Srpska zastava – The Bulletin of Serbian Immigrants to Argentina (19491956)

Abstract: Relying on available sources and literature, this article examines the establishment, activities, orientation and destiny of Srpska zastava, a bulletin published by Serbian immigrants in Argentina. It will scrutinize the bulletin’s views on the solution to the Serbian Question, as well as its approach toward resolving the Serb – Croat dispute and its attitude toward the new Yugoslav authorities. Close attention has been paid to the links and cooperation the bulletin had with Milan Stojadinović, former Yugoslav prime minister (including foreign affairs) and finance minister, the most prominent figure among the Serbian immigrants.

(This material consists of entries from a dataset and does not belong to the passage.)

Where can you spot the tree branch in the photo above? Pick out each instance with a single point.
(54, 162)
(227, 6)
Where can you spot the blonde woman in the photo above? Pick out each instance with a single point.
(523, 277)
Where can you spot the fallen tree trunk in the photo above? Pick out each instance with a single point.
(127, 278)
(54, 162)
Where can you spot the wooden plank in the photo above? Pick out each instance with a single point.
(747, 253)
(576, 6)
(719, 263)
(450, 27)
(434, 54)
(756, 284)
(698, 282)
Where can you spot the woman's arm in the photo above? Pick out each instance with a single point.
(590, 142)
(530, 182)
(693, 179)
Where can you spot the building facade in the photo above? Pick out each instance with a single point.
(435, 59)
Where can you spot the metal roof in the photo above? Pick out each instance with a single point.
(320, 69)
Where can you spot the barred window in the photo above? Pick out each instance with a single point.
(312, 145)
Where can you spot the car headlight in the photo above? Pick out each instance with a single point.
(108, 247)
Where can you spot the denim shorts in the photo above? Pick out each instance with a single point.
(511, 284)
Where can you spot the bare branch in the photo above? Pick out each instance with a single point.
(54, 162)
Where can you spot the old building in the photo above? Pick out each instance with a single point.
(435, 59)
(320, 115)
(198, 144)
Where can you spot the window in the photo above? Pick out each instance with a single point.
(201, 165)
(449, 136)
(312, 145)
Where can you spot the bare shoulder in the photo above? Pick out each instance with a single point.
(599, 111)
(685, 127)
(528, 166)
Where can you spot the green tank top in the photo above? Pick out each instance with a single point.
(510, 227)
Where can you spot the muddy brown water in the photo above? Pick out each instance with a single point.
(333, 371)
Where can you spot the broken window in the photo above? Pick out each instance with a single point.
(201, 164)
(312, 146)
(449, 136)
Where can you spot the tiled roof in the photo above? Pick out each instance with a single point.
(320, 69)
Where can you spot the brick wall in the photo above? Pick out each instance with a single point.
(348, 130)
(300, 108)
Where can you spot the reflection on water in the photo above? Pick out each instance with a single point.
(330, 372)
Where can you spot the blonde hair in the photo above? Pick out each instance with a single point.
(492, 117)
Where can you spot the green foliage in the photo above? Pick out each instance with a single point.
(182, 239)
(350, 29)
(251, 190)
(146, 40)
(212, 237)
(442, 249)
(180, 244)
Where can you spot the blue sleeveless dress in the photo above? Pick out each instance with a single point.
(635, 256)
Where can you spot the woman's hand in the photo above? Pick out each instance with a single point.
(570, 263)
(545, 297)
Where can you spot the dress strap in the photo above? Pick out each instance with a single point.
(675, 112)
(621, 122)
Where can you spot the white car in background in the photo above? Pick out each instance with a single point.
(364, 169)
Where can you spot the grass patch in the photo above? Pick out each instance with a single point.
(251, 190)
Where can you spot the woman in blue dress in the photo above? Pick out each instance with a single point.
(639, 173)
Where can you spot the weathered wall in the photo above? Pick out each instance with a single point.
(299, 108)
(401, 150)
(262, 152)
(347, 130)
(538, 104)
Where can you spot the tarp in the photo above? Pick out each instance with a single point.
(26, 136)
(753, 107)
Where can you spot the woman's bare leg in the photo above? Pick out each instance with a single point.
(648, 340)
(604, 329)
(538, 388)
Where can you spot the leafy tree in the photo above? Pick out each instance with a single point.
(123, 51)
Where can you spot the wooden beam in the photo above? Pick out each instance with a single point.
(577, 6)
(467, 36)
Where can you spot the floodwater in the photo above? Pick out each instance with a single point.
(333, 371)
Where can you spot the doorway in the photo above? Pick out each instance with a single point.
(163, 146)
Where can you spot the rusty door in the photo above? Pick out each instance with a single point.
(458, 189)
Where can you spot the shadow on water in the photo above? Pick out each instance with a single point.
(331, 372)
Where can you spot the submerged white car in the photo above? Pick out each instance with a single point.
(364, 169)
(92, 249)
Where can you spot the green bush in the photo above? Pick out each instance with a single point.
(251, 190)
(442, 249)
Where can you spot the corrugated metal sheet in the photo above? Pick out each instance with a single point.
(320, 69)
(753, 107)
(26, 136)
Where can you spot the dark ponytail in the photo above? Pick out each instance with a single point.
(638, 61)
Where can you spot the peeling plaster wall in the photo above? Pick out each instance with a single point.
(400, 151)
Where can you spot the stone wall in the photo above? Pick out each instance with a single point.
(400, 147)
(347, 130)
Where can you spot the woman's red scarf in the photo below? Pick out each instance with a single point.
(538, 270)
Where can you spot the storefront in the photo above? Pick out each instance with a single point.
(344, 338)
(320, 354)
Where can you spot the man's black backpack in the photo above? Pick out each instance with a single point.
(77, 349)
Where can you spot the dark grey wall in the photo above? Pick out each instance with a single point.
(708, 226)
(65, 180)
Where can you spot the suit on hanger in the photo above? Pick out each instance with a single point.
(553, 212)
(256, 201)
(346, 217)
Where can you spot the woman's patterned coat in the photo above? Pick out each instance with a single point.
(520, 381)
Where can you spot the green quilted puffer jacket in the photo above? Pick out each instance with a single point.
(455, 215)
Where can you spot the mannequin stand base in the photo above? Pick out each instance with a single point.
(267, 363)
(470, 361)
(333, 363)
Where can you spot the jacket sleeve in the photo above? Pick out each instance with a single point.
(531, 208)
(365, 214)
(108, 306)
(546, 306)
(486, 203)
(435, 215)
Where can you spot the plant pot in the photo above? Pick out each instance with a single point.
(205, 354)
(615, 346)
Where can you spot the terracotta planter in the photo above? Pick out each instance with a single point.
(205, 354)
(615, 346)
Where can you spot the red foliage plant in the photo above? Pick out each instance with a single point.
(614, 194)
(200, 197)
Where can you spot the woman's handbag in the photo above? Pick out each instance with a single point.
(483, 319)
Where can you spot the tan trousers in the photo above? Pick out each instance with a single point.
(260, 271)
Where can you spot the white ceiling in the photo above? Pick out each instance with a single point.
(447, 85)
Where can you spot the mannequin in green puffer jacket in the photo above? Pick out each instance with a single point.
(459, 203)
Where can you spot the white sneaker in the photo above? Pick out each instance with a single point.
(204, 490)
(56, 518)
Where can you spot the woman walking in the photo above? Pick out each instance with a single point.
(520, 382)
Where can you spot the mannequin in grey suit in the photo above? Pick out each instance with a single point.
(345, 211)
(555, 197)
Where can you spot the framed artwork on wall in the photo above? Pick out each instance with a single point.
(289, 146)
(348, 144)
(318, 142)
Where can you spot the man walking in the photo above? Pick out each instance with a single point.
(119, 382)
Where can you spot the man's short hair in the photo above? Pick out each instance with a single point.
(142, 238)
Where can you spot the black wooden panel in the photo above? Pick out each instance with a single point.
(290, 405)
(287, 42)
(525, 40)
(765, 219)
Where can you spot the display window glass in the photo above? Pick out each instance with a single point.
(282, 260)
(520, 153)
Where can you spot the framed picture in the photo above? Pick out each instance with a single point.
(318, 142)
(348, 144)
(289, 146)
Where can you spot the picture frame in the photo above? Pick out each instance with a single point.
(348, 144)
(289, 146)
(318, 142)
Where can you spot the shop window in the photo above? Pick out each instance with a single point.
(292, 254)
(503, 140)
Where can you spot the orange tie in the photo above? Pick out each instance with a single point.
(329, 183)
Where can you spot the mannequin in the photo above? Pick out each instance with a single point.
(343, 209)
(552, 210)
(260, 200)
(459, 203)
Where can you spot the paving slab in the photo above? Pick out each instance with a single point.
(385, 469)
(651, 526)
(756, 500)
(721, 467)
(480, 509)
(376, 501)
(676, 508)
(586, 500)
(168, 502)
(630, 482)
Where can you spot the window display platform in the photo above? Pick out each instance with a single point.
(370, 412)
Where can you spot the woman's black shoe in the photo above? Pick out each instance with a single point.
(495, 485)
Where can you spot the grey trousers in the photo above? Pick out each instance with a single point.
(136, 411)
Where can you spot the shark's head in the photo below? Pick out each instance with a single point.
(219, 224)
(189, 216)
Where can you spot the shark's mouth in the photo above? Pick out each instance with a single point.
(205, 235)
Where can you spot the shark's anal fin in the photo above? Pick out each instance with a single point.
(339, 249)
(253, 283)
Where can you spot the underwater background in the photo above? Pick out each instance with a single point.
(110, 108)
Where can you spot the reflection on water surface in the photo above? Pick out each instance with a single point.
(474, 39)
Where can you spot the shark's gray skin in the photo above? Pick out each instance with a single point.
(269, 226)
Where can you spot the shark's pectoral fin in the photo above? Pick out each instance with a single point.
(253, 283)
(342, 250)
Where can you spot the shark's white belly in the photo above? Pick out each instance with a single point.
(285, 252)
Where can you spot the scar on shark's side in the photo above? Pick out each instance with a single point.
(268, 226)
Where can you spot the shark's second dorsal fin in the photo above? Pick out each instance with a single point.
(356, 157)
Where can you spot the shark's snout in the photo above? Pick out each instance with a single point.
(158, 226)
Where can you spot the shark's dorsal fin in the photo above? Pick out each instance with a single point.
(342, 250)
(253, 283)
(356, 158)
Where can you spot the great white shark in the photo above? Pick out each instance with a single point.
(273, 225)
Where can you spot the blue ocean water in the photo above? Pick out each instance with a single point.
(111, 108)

Key words: Srpska zastava, Milan Stojadinović, Argentina, Yugoslavia, Emigration, Dušan M. Filipović

Summary

Bojan Simić

Srpska zastava – a Bulletin of the Serbian Immigrants in Argentina (1949–1956)

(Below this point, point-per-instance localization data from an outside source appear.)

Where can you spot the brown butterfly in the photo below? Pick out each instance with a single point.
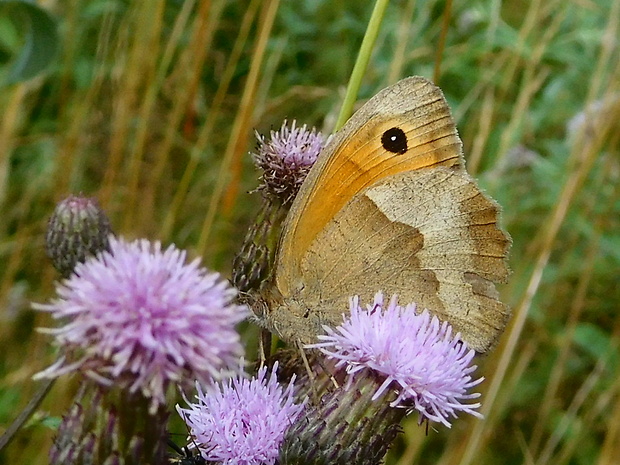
(389, 207)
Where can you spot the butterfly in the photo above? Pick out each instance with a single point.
(389, 206)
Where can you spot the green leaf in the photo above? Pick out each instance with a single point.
(41, 40)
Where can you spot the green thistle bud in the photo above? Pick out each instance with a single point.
(77, 229)
(344, 427)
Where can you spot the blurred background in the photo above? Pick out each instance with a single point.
(151, 106)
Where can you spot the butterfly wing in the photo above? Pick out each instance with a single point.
(356, 157)
(430, 236)
(388, 206)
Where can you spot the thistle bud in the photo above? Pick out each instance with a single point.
(77, 229)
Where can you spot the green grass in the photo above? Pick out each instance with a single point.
(151, 106)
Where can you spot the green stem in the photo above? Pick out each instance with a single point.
(363, 57)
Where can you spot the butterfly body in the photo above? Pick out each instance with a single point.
(389, 207)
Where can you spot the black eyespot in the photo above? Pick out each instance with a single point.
(394, 140)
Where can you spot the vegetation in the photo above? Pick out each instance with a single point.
(151, 106)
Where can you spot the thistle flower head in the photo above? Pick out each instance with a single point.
(242, 421)
(411, 353)
(140, 318)
(286, 159)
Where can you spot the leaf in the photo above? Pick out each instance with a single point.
(41, 41)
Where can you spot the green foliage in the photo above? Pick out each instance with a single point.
(137, 106)
(39, 38)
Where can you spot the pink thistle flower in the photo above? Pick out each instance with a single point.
(286, 159)
(242, 421)
(414, 354)
(142, 319)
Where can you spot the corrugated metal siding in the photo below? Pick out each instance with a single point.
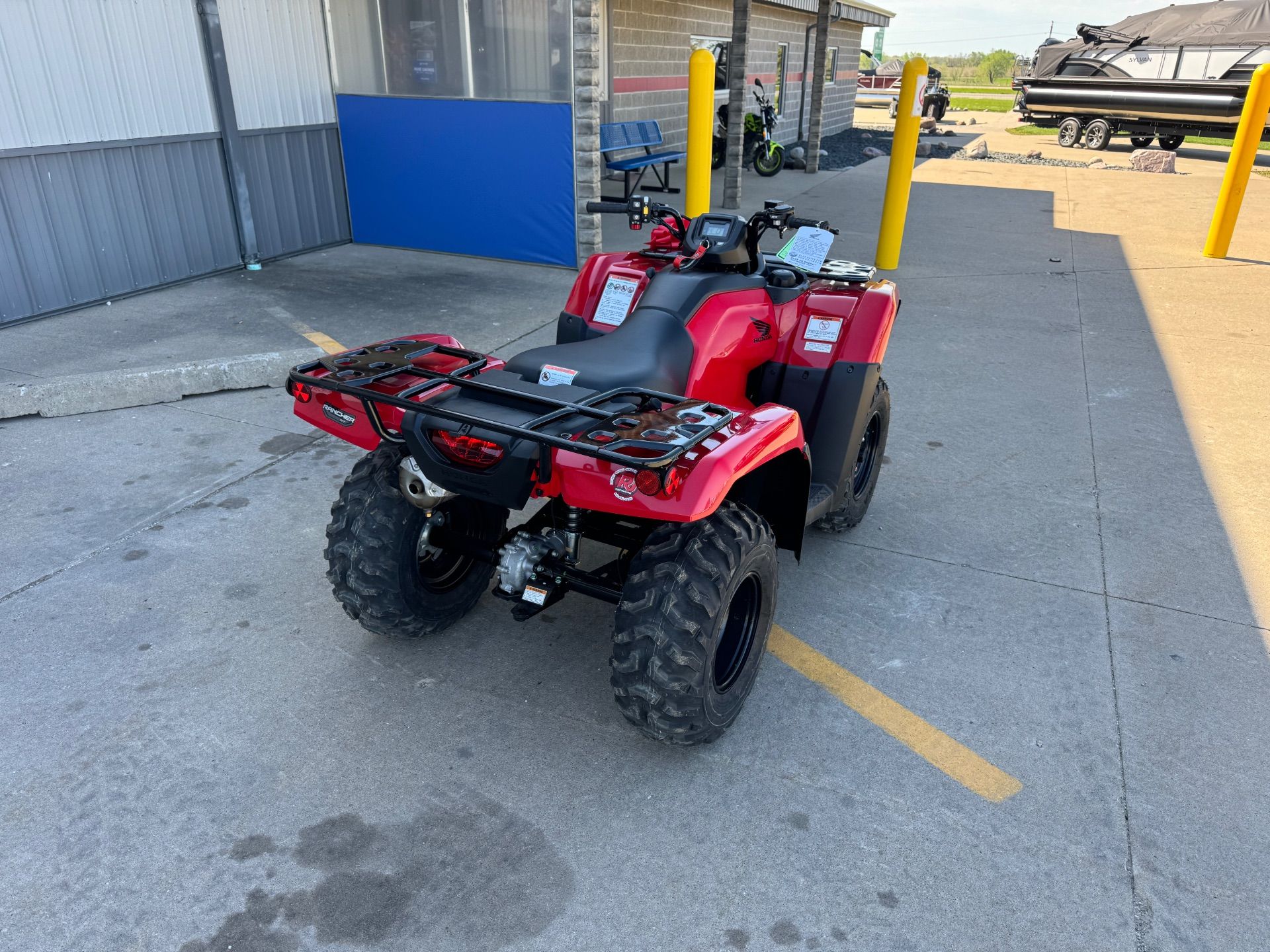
(296, 179)
(276, 52)
(81, 226)
(75, 71)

Srpska zastava, a bulletin of the Latin American Serbs, was published in Buenos Aires from the end of the 1940s and through the first half of the 1950s. Its correspondents were Serbian emigrants on several continents. The bulletin’s principal program called for the Serbs to unify and rally to create an independent Serbia. Basically, it was an attempt to homogenize the Serbian people in Latin America and all across the world by evoking an emotional version of its history characterized by epic bravery and extreme suffering. The bulletin stood firmly against both the government of socialist Yugoslavia and the Ustasha crimes during World War II.

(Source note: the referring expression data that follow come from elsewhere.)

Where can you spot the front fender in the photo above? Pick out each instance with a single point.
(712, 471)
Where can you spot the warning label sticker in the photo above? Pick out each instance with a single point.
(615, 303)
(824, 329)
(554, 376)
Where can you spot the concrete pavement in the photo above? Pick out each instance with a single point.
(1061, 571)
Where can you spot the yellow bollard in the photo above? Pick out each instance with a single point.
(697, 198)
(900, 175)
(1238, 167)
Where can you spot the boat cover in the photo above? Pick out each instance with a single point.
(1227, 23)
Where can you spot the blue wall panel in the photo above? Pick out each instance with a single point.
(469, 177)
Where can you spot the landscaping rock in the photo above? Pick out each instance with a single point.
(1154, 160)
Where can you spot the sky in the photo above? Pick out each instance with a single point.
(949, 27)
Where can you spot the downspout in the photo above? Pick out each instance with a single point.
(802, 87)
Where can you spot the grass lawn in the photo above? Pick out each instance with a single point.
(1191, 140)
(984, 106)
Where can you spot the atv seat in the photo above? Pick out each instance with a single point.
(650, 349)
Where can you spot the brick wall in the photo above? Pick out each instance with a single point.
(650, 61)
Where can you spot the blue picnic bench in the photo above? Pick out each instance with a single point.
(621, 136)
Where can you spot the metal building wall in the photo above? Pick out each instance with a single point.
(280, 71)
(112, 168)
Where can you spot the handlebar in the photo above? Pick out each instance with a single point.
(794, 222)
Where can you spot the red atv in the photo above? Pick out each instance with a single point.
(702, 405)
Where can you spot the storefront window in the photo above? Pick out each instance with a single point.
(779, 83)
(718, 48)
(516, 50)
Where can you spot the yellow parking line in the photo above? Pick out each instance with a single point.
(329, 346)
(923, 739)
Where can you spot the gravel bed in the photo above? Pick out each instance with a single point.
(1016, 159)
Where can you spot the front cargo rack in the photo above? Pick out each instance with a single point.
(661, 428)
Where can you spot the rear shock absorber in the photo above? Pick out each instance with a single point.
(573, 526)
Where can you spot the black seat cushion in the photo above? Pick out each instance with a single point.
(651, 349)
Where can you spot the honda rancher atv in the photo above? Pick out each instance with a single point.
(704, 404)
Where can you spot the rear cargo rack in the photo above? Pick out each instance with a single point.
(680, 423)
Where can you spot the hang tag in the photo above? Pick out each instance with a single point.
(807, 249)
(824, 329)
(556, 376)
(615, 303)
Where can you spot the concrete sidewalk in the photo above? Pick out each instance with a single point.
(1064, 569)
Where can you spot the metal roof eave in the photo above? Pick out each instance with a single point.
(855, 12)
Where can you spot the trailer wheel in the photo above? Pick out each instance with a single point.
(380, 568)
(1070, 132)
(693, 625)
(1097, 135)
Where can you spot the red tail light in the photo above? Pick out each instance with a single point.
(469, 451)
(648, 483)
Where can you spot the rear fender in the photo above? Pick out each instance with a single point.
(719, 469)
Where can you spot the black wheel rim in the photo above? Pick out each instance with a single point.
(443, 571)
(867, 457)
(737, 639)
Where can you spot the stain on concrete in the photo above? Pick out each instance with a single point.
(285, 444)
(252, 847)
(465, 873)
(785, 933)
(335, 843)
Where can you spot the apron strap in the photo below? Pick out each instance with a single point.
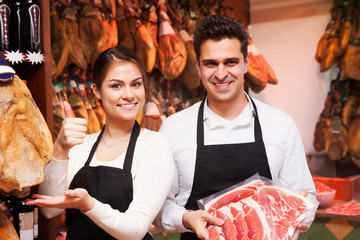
(131, 147)
(91, 154)
(257, 128)
(200, 125)
(129, 152)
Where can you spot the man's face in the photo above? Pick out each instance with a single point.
(222, 67)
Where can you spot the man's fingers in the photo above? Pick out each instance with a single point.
(304, 192)
(67, 109)
(302, 227)
(213, 220)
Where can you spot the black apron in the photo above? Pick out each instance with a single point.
(221, 166)
(108, 185)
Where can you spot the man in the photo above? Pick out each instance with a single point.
(228, 137)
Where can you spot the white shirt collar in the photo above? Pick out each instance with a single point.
(212, 120)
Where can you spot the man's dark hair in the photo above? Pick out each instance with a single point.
(218, 27)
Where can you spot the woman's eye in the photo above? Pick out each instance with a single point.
(137, 84)
(210, 64)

The bulletin and its activities were closely linked to Milan Stojadinović, former Yugoslav prime minister, who arrived in Argentina in 1948 after an eight-year internment. He did not accept any formal engagement in the bulletin or in immigrant affairs, but he had a huge informal influence on the bulletin's policy, whether through the articles he wrote or the financial support he provided. With the passing of time that influence was almost tangible in the writings of the paper, which became a playground for Stojadinović and his supporters.

Stojadinović tried to cash in on his significant impact on the bulletin during the talks he had with the representatives of the UDBA in 1952 and 1953. The regime officials were profoundly disturbed by the writing of Srpska zastava so they kept insisting on shutting the paper down or at least softening its stance toward the FPRY and diverting its attacks to the Ustashas. On the other hand, Stojadinović was trying to get his brother Dragomir out of prison.

Apart from the termination of Stojadinović’s direct support, the shutdown of Srpska zastava was caused by a dire financial situation of the editor and his associates, as well as the political and economic crisis in Argentina, which affected the entire press in the country. Srpska zastava, a bulletin of the Serbs from Latin America, is an important source for getting a deeper understanding of the activity and way of thinking of the Serbian emigrants who ended up in Argentina after the World War II. Also, the bulletin’s writing has been instrumental in reconstructing the latter phase of the life and work of Former Yugoslav Prime Minister Milan Stojadinović.